FITTING OF PARAMETRIC BUILDING MODELS TO OBLIQUE AERIAL IMAGES

U. S. Panday and M. Gerke

Keywords: 3D reconstruction, parametric building model, fitting, plane sweeping, overhang estimation, oblique aerial images, laser scannin

Abstract. In literature and in photogrammetric workstations many approaches and systems to automatically reconstruct buildings from remote sensing data are described and available. Those building models are being used for instance in city modeling or in cadastre context. If a roof overhang is present, the building walls cannot be estimated correctly from nadir-view aerial images or airborne laser scanning (ALS) data. This leads to inconsistent building outlines, which has a negative influence on visual impression, but more seriously also represents a wrong legal boundary in the cadaster. Oblique aerial images as opposed to nadir-view images reveal greater detail, enabling to see different views of an object taken from different directions. Building walls are visible from oblique images directly and those images are used for automated roof overhang estimation in this research. A fitting algorithm is employed to find roof parameters of simple buildings. It uses a least squares algorithm to fit projected wire frames to their corresponding edge lines extracted from the images.
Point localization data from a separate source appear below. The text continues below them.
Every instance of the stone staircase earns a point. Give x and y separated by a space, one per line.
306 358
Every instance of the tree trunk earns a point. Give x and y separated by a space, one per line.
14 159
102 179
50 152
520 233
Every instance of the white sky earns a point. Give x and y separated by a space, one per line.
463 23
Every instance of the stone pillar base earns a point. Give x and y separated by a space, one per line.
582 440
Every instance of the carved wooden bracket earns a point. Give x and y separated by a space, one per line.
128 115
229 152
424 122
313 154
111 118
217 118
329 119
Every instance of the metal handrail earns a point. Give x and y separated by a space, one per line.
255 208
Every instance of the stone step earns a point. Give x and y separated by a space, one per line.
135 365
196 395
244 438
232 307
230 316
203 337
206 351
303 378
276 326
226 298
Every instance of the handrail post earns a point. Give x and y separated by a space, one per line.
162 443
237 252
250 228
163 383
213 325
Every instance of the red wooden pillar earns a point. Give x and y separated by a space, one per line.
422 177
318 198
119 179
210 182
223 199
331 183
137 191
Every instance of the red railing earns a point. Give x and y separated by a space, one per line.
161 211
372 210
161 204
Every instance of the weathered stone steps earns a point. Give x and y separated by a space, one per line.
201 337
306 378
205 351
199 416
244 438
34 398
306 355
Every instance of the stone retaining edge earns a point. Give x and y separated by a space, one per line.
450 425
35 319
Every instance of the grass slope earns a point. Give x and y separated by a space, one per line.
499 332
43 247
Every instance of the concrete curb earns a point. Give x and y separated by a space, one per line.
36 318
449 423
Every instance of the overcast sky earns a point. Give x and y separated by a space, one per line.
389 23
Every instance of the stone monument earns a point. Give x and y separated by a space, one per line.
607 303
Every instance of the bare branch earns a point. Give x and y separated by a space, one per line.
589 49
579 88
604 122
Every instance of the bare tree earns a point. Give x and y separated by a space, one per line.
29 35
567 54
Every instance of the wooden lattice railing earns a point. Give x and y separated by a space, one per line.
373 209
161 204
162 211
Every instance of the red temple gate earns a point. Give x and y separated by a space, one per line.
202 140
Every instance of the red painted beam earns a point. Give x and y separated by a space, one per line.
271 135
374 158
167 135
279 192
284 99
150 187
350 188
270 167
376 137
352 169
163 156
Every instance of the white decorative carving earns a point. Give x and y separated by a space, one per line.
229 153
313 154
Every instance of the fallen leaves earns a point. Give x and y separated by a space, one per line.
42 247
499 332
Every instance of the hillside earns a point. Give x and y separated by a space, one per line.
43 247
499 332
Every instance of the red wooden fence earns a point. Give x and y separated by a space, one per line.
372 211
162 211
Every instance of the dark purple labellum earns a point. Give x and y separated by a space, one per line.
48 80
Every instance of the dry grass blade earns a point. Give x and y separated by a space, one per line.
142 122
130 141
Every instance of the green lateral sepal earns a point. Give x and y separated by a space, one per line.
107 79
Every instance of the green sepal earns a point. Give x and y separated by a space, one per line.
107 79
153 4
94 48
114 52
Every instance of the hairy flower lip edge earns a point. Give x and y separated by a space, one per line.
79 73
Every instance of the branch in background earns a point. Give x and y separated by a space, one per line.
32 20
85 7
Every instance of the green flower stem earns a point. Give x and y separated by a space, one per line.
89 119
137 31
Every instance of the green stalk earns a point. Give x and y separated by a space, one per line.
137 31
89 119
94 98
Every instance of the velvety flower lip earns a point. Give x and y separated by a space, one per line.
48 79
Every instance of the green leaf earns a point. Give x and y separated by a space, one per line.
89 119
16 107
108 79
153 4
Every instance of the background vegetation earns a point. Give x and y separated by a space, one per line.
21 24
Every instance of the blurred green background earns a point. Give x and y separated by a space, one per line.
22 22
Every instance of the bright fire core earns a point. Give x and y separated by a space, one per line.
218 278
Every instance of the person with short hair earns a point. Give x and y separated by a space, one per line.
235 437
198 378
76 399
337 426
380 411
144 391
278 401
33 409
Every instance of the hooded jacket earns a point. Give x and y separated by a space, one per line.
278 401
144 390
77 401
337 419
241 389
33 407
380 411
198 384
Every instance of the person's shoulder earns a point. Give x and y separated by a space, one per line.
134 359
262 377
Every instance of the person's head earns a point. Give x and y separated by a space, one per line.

Self-occlusion is detected based on intersection result of viewing ray and the planes formed by the building whereas occlusion from other objects is detected using an ALS point cloud. Overhang and ground height are obtained by sweeping vertical and horizontal planes respectively.
Experimental results are verified with high resolution ortho-images, field survey, and ALS data. Planimetric accuracy of 1cm mean and 5cm standard deviation was obtained, while buildings' orientation were accurate to mean of 0.23° and standard deviation of 0.96° with ortho-image. Overhang parameters were aligned to approximately 10cm with field survey. The ground and roof heights were accurate to mean of – 9cm and 8cm with standard deviations of 16cm and 8cm with ALS respectively. The developed approach reconstructs 3D building models well in cases of sufficient texture. More images should be acquired for completeness of overhang results and automatic accuracy check of roof parameters.